Jika Mama ingin menggunakan acne patch selama hamil, ada beberapa hal yang bisa diperhatikan agar penggunaannya tetap aman dan nyaman.

  1. Konsultasikan terlebih dahulu dengan dokter kandungan atau dokter kulit.

  2. Pilih acne patch hidrokoloid tanpa tambahan bahan aktif bila memungkinkan.

  3. Lakukan uji coba pada area kecil kulit terlebih dahulu untuk melihat apakah muncul iritasi.

  4. Bersihkan dan keringkan wajah sebelum menempelkan acne patch.

  5. Gunakan sesuai petunjuk, umumnya sekitar 8-12 jam atau semalaman.

  6. Hindari penggunaan pada jerawat kistik atau jerawat yang letaknya lebih dalam.

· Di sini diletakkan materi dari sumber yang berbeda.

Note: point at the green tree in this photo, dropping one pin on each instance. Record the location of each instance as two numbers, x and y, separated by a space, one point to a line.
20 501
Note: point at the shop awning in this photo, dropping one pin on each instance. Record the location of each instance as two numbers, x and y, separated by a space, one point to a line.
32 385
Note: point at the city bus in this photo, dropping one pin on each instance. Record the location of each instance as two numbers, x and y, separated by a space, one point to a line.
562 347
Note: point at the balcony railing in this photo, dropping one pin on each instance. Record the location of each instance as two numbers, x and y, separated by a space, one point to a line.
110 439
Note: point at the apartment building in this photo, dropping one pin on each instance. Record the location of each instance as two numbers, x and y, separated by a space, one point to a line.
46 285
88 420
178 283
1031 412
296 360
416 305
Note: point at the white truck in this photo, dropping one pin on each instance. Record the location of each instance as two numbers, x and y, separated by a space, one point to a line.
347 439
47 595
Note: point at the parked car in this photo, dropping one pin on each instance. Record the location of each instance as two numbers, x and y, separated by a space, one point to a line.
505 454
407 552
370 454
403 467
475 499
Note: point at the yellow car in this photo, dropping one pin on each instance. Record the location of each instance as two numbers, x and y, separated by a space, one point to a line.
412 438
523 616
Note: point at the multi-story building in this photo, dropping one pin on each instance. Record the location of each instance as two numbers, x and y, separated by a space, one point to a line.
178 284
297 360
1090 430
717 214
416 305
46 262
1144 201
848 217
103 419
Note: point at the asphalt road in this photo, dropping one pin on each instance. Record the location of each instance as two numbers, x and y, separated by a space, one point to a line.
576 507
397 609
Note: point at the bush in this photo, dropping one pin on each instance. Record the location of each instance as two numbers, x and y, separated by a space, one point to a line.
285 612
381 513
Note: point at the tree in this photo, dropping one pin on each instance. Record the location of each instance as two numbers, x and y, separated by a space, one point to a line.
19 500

  7. Jangan menggunakan bahan aktif lain yang kuat di bawah atau di atas acne patch.

  8. Tetap gunakan pelembap agar skin barrier tetap terjaga, karena kulit saat hamil cenderung lebih sensitif.

  9. Perhatikan respons kulit. Jika muncul iritasi, bengkak, atau jerawat semakin memburuk, hentikan penggunaan dan konsultasikan dengan dokter.


Kapan Mama Sebaiknya Berkonsultasi ke Dokter Kulit?

Popmama.com/Titin Sahra Melani/AI

Acne patch dapat membantu mengatasi jerawat ringan, tetapi produk ini tidak selalu cukup untuk semua jenis jerawat.

Mama sebaiknya berkonsultasi dengan dokter kulit apabila:

  1. Jerawat terasa dalam dan nyeri.

  2. Jerawat muncul dalam jumlah banyak.

  3. Jerawat tidak membaik meski sudah menggunakan perawatan yang aman selama hamil.

  4. Jerawat mulai menimbulkan bekas luka.

Dokter kulit dapat membantu menentukan penanganan yang sesuai selama kehamilan, baik dengan obat yang memiliki profil keamanan yang telah diketahui maupun pendekatan tanpa obat apabila diperlukan.

Nah, itu dia penjelasan mengenai apakah acne patch aman untuk ibu hamil. Semoga informasi ini membantu, ya, Ma!